UK coronavirus live: testing shortage could lead to ‘lockdown by default’, says teaching union head

News updates: government facing escalating pressure over testing crisis ahead of PMQS, as hospitals plug holes in system

9.44am BST

Robert Buckland, the justice secretary, was doing the morning broadcast round today on behalf of the government. He was put up to talk about the sentencing white paper, but obviously was asked about coronavirus and the internal market bill too. Here are the main points.

The issue is this – we want to make sure that if we hit a situation where we have this kind of dislocation, this kind of crisis if you like, then we can act swiftly to bring into power the necessary regulations.

And I think while, absolutely we have got parliamentary procedures to allow secondary legislation to come into force with debate and scrutiny, we have to get the balance right.

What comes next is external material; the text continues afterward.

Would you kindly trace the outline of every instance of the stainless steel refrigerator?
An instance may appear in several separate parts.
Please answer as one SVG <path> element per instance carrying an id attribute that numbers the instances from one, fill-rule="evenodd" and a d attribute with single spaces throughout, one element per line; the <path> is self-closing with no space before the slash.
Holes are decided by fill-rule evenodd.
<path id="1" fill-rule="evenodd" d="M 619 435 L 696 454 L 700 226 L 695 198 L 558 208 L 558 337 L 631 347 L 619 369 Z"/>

If we reach that stage [where the government needs to use the powers in bill], the reason for it is because we judge that sadly, despite everybody’s best efforts, the EU is in a position where we think they are actually breaching their obligations to us.

I’m not really a wobbler. I’m someone who knows my own mind and the prime minister knows he will get very clear views from me.

There are of course huge positives in the in-person tests, 90%of those have been returned in a day, that’s great, but clearly when it comes to the tests we have to post out and the delayed response, there is much more work to do.

9.28am BST

Prof Andrew Hayward, director of University College London’s Institute of Epidemiology & Health and a member of the government’s Scientific Advisory Group for Emergencies, told the Today programme this morning that the government would need to “dramatically” increase Covid-19 testing to half a million people per day if testing was to cope with demand during winter. He explained:

The background to this of course is that we would expect the demand and the capacity to need to rise quite rapidly over the autumn and winter as the number of people who develop symptoms that could be Covid increase.

Some of our research has shown that at least in the winter, you would expect about half a million people a day to develop symptoms that are typical of Covid – and that would be in a winter when there was no Covid – so you can see that the capacity requirements will have to increase dramatically if we are going to keep up.

I think it is possible from a laboratory perspective, I think perhaps one of the more challenging bits is making sure people can be tested close to home because that is one of the key delays at the moment in the system. It is those delays that effect the effectiveness of the system.